「先輩、何作ってんの?」
「アクアパッツア」
「何、そんなん家で作れんの?」
「だから、今作ってるじゃない。ちょっと上村、そこのお皿取ってくれない?」
 私が頼むと、上村はまるで自分の家のキッチンにいるかのようにスムーズに皿を探し出す。
「これでいいの?」
「ありがとう」 
 上村は、以前にも増してうちに入り浸るようになっていた。
なんだかんだ言っても、私も自分一人で料理して食べるより、誰か食べてくれる人がいる方が作り甲斐がある。
元々料理は好きだったし、家庭の味に飢えているらしい上村に毎週のようにご飯を食べさせているおかげで、料理のレパートリーも広がった。

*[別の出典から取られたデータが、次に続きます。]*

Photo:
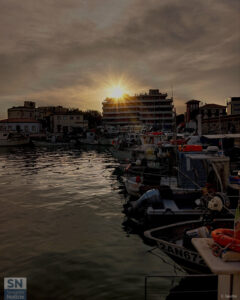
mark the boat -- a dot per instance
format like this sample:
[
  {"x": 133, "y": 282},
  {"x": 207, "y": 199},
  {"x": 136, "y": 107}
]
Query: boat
[
  {"x": 13, "y": 139},
  {"x": 163, "y": 206},
  {"x": 195, "y": 169},
  {"x": 175, "y": 241}
]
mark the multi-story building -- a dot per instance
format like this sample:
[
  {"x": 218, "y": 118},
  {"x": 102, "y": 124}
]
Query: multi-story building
[
  {"x": 222, "y": 124},
  {"x": 68, "y": 122},
  {"x": 233, "y": 106},
  {"x": 28, "y": 126},
  {"x": 46, "y": 111},
  {"x": 27, "y": 111},
  {"x": 192, "y": 110},
  {"x": 212, "y": 111},
  {"x": 152, "y": 108}
]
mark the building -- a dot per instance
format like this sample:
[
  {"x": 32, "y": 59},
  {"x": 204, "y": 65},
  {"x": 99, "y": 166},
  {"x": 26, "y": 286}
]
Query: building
[
  {"x": 192, "y": 110},
  {"x": 233, "y": 106},
  {"x": 27, "y": 111},
  {"x": 221, "y": 125},
  {"x": 68, "y": 122},
  {"x": 27, "y": 126},
  {"x": 46, "y": 111},
  {"x": 212, "y": 111},
  {"x": 152, "y": 108}
]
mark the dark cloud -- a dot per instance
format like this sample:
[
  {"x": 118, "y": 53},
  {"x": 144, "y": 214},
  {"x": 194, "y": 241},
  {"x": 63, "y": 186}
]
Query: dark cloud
[{"x": 59, "y": 51}]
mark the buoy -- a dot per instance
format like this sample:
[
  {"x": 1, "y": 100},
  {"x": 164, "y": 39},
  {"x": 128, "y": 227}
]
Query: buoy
[{"x": 225, "y": 238}]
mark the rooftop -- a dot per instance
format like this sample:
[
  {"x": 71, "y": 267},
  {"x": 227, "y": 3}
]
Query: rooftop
[
  {"x": 212, "y": 105},
  {"x": 19, "y": 120}
]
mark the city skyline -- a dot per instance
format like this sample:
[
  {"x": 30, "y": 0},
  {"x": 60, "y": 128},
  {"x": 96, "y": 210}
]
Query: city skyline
[{"x": 71, "y": 53}]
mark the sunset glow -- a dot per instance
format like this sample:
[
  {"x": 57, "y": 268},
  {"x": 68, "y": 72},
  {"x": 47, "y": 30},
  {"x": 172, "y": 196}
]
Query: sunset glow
[{"x": 116, "y": 91}]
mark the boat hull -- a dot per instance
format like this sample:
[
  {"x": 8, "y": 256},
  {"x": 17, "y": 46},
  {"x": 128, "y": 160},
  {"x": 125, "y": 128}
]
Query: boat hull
[{"x": 187, "y": 258}]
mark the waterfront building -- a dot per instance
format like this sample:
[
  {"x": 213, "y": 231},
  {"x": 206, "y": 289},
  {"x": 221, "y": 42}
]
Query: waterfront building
[
  {"x": 68, "y": 122},
  {"x": 147, "y": 109},
  {"x": 192, "y": 110},
  {"x": 212, "y": 111},
  {"x": 27, "y": 111},
  {"x": 44, "y": 112},
  {"x": 27, "y": 126},
  {"x": 233, "y": 106},
  {"x": 221, "y": 125}
]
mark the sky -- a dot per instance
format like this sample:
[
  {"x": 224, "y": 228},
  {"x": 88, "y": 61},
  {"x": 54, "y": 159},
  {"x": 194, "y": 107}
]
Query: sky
[{"x": 69, "y": 52}]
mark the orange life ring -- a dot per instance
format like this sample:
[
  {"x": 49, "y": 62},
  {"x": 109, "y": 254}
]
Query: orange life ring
[{"x": 225, "y": 237}]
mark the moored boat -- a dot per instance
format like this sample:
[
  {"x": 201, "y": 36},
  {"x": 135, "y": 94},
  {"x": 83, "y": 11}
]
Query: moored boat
[{"x": 175, "y": 241}]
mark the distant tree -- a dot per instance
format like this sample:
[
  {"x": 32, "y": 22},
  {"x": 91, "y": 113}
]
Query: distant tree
[{"x": 94, "y": 118}]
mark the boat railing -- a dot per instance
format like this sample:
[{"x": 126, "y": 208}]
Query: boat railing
[{"x": 179, "y": 286}]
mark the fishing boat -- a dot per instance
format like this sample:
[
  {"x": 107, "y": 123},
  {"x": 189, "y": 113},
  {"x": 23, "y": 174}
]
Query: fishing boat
[
  {"x": 162, "y": 206},
  {"x": 195, "y": 168},
  {"x": 13, "y": 139},
  {"x": 175, "y": 241}
]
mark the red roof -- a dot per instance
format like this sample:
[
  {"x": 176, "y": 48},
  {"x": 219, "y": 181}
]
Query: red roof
[
  {"x": 19, "y": 120},
  {"x": 212, "y": 106}
]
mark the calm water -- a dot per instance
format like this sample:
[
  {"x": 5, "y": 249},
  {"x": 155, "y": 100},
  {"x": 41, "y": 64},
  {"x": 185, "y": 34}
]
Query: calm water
[{"x": 61, "y": 226}]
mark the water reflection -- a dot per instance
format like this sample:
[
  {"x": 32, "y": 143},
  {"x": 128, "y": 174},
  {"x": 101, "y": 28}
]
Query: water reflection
[{"x": 61, "y": 226}]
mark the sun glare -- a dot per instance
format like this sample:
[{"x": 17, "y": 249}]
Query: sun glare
[{"x": 116, "y": 91}]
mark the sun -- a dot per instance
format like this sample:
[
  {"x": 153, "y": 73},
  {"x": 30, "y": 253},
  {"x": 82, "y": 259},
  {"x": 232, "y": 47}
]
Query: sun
[{"x": 116, "y": 91}]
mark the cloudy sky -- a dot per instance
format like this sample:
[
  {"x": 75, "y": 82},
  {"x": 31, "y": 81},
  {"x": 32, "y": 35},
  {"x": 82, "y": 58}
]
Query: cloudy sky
[{"x": 67, "y": 52}]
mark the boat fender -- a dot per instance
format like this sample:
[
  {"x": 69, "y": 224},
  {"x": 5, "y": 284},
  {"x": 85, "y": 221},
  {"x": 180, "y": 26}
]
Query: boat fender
[
  {"x": 225, "y": 237},
  {"x": 138, "y": 162},
  {"x": 201, "y": 232},
  {"x": 138, "y": 179},
  {"x": 215, "y": 204}
]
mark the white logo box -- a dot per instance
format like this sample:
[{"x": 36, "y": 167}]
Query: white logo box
[{"x": 15, "y": 283}]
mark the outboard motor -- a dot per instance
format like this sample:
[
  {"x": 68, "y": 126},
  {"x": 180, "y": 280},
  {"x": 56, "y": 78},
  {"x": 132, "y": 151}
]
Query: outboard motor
[{"x": 151, "y": 197}]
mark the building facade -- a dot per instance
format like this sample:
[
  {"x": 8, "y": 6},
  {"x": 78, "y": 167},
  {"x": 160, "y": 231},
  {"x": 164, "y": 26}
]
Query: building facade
[
  {"x": 192, "y": 110},
  {"x": 68, "y": 122},
  {"x": 212, "y": 111},
  {"x": 221, "y": 125},
  {"x": 233, "y": 106},
  {"x": 27, "y": 126},
  {"x": 152, "y": 108}
]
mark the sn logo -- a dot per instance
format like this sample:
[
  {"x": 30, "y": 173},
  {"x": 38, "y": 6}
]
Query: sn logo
[{"x": 17, "y": 283}]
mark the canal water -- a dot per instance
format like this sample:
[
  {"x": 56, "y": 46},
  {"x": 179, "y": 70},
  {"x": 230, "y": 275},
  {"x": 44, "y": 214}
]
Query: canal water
[{"x": 61, "y": 226}]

「ねえ、上村が新プロジェクトのメンバーに入ってるって本当?」
 食事を終え、食器をキッチンまで運んでくれた上村に、私は食後の珈琲を手渡した。
「入ってますよ。そもそも俺が本社に帰って来たのもそのためですし」
 そう言ってカウンターの端にもたれ、上村はゆっくりとコーヒーを味わう。
「そうだったんだ。ずいぶん上から目を掛けられてるのね」
「目を掛けてもらってるかどうかはわからないですけど、俺だってそれなりに努力もしてるんですよ」
「へえ?」
 上村の口から、『努力』なんて言葉が出て来たことに軽く驚いた。
でもそれは、嘘ではないのだろう。
支社でのことはわからないけれど、外食部に異動してからの上村は本当によくやっていると思う。
「新部署での主な仕事は、テナントの選定と出店交渉ですからね。外食部での仕事は勉強になるんですよ」
「確かに上村、今月頑張ってるもんね」
 異動して来てまもないというのに、担当先の受注数がすでに前年を越えているところもあるし、新規店舗との契約もいくつか取ってきている。
異動してきて早々あんな成績を出されたら、元からいた社員たちは堪らないだろう。
 一体どんな努力をすれば、あれだけの結果を上げられるのか。上村自身に、少しだけ興味が湧いてきた。